Infrared and 3D Skeleton Feature Fusion for RGB-D Action Recognition

For skeleton-based action recognition from depth cameras, distinguishing object-related actions with similar motions is a difficult task. The other available video streams (RGB, infrared, depth) may provide additional clues, given an appropriate feature fusion strategy. We propose a modular network combining skeleton and infrared data. A pre-trained 2D convolutional neural network (CNN) is used as a pose module to extract features from skeleton data. A pre-trained 3D CNN is used as an infrared module to extract visual features from videos. Both feature vectors are then fused and exploited jointly using a multilayer perceptron (MLP). The 2D skeleton coordinates are used to crop a region of interest around the subjects for the infrared videos. Infrared is favored over RGB, as it is less affected by illumination conditions and usable in the dark. We are the first to combine infrared and skeleton data. We evaluate our method on the NTU RGB+D dataset, the largest dataset for human action recognition from depth cameras. We perform extensive ablation studies. In particular, we show the strong contributions of our cropping strategy and pre-training on action classification accuracy. We also test various feature fusion schemes. Feature sum on an element-wise level yields the best results.
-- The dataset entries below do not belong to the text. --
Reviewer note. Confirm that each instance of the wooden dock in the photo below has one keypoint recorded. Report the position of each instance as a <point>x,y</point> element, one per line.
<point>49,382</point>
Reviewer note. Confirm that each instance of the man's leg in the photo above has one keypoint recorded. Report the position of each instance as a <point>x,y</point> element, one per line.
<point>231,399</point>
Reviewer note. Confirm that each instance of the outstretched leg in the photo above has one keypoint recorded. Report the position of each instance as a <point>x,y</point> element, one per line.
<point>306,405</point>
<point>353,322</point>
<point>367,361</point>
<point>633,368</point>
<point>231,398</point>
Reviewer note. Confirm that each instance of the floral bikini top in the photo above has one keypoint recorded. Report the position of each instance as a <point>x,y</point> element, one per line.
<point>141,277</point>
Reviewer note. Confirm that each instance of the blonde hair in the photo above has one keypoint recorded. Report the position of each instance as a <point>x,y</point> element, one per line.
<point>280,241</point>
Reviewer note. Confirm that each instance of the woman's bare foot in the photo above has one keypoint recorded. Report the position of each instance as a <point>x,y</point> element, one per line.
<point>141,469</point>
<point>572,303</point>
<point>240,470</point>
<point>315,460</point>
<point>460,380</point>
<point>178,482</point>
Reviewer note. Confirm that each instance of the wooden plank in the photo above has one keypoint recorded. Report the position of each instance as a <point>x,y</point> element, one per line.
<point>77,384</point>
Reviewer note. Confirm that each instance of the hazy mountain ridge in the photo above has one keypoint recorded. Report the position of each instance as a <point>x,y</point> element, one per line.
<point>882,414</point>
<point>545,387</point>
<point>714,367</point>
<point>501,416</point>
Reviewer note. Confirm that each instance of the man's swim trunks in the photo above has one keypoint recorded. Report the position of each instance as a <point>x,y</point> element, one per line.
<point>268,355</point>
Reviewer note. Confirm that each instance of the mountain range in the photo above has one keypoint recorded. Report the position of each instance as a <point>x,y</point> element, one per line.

Our method achieves state-of-the-art performances on NTU RBG+D.

[1]  Yong Du,et al.  Hierarchical recurrent neural network for skeleton based action recognition , 2015, 2015 IEEE Conference on Computer Vision and Pattern Recognition (CVPR).

[2]  Andrew Zisserman,et al.  Convolutional Two-Stream Network Fusion for Video Action Recognition , 2016, 2016 IEEE Conference on Computer Vision and Pattern Recognition (CVPR).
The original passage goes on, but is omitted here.